For instance, let’s connect CBD and hotspots. As a supplement that can help to reduce the pain the hot spot is causing them, cannabidiol not only improves your dog’s physical state and makes it possibl for your dog to play again, but your dog’s mindset as well. Hot spots take a psychological toll on your pup because the fact that they have an open sore takes up a lot of space in their mind. If your dog isn’t itching their hot spot, then they are thinking about itching the location of their hot spot.
The best thing you can do for a dog with hotspots is to make your pet feel supported while you work to figure out the underlying affected area and developing side effects of hotspots. While the number one way to figure out what has developed on your pet’s skin is to call a non profit organization or hospitals to schedule an appointment, you might want to wait.
This is because even though you need to report the hotspot, you’ll want to first ensure that your pet’s skin has limited exposure. Make sure you don’t touch the hotspots because it can make your dog jump or display signs of frustration due to the pain it could cause. No matter what country or part of the world you live in, you will need to schedule a date to take your pet into the vet so they can start testing the area and figure out what caused the issue to occur.
When CBD devices are at play, your pet will have the means to return back to normal and begin to play again. It takes time to fix the issue, but just stay dedicated and apply the lessons in this article. With this advice, you’ll be able to march your way towards healing for your pet!

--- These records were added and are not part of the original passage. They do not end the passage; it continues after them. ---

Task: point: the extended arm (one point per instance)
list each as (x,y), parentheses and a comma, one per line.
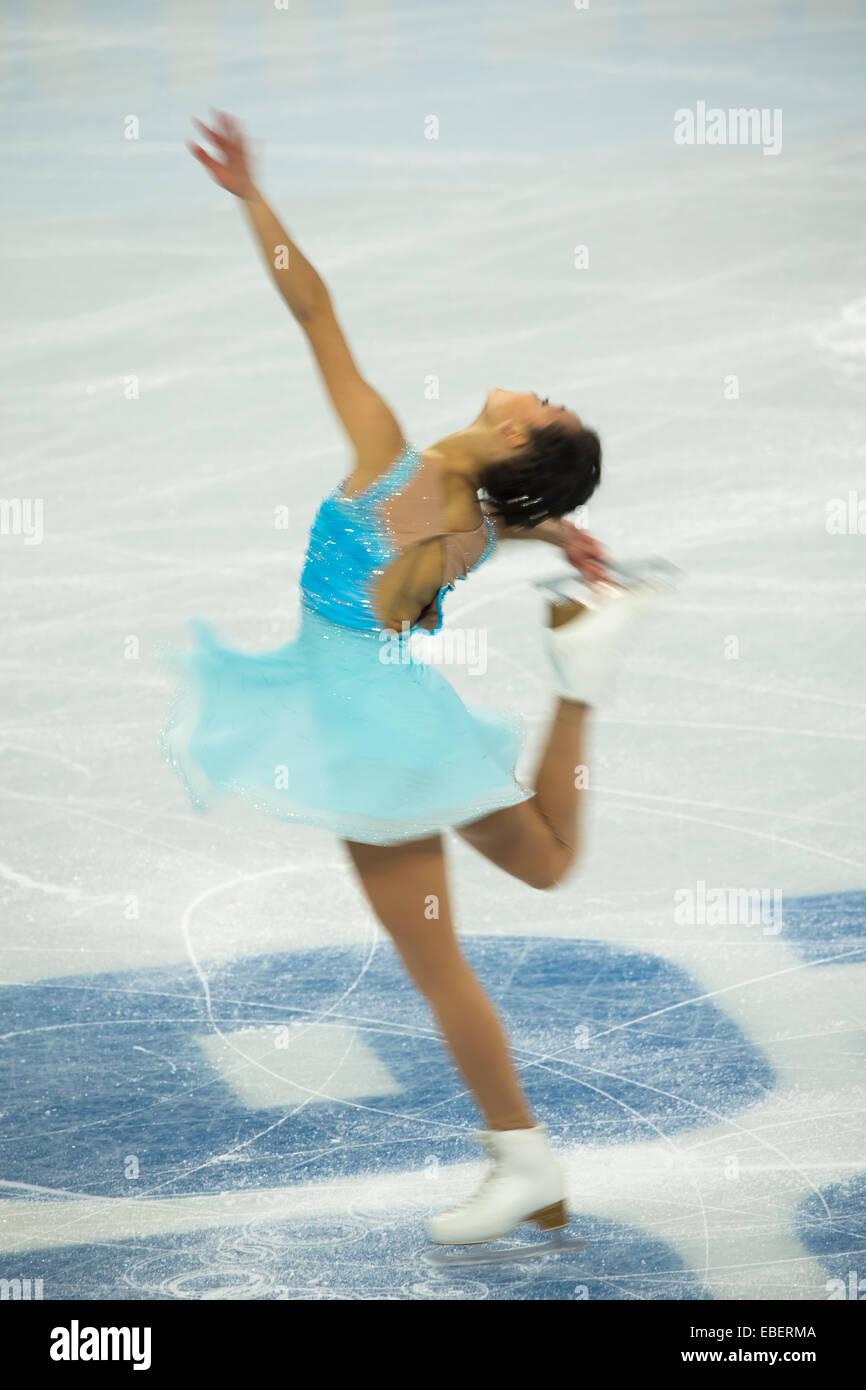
(366,417)
(581,549)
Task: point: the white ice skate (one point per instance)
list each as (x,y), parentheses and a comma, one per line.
(585,645)
(526,1184)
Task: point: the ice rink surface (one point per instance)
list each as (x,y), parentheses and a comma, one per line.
(217,1082)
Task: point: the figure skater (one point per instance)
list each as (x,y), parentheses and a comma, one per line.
(330,731)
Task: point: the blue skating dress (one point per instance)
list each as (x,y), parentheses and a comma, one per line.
(345,727)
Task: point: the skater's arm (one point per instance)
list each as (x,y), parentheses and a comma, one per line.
(366,417)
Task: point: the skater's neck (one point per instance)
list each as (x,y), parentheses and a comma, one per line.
(467,452)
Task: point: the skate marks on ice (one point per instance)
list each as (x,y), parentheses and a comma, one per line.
(337,1086)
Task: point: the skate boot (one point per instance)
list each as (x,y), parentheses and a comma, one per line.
(526,1183)
(588,623)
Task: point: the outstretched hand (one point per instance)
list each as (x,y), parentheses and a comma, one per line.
(234,170)
(584,552)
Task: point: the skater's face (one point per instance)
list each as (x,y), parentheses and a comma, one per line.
(513,412)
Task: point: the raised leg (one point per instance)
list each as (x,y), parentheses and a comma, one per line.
(538,840)
(406,887)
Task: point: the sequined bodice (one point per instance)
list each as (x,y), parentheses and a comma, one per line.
(353,540)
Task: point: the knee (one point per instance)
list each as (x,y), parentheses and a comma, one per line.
(552,872)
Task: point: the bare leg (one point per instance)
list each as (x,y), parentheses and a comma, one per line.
(538,840)
(405,884)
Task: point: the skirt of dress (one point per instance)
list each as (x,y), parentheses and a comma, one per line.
(332,731)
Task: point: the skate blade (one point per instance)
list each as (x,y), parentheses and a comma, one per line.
(648,573)
(484,1253)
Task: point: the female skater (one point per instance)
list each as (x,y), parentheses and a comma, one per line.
(332,733)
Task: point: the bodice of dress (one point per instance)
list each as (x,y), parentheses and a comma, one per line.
(355,538)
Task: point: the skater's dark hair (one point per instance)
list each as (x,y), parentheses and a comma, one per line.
(556,471)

- CBD oil for cats and dogs
- Easy-to-swallow CBD capsules made with hemp for pets
From oils and chews to treats and capsules, our hemp products are top of the line. Try CBD for pets as a dog hot spot treatment! You’ll notice that your pet feels so much better on days where CBD is part of their routines. Let us know if you have any questions. In the meantime, we hope your pet loves CBD just as much as you love them!

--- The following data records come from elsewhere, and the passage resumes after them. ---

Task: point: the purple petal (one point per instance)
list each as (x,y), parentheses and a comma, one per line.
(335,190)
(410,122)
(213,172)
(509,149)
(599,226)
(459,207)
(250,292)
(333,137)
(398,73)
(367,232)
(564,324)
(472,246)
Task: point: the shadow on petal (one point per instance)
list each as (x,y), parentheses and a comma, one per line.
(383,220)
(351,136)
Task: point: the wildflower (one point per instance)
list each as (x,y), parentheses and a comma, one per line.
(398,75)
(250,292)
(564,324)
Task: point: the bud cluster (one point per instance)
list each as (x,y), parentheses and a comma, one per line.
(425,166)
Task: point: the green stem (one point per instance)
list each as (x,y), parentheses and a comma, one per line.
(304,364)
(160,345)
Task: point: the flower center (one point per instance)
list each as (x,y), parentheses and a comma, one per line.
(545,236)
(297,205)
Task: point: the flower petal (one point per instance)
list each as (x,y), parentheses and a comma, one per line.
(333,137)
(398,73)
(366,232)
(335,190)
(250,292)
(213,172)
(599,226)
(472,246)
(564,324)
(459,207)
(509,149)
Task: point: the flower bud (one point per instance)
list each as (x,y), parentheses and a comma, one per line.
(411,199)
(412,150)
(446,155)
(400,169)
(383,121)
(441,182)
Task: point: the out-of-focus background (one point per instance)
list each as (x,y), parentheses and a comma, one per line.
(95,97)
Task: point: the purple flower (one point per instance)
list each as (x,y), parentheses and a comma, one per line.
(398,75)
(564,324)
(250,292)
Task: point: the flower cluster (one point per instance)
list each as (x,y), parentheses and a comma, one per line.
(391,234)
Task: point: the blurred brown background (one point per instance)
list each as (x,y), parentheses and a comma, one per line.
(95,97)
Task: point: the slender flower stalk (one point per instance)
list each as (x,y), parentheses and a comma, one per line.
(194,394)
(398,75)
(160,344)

Sara Redding Ochoa, DVM was raised in north Louisiana. She graduated from LA Tech in 2011 with a degree in animal science. She then moved to Grenada West Indies for veterinary school. She completed her clinical year at Louisiana State University and graduated in 2015 from St. George’s University. Since getting her degree from her colleges, she has been working at a small animal and exotic veterinary clinic in east Texas, where she has experience treating all species that walk in the hospital. In her free time, she likes to travel with her husband, Greg, bake yummy desserts, and spend time with her 4-legged fur kids: a dog daughter named Ruby, a cat called Oliver James or “OJ,” a rabbit named BamBam, and a tortoise named MonkeyMan.
The Innovet Team
Please do not ask for emergency or specific medical questions about your pets in the comments. Innovet Pet Products is unable to provide you with specific medical advice or counseling. A detailed physical exam, patient history, and an established veterinarian are required to provide specific medical advice. If you are worried that your pet requires emergency attention or if you have specific medical questions related to your pet’s current or chronic health conditions, please contact or visit your local/preferred veterinarian, an animal-specific poison control hotline, or your local emergency veterinary care center.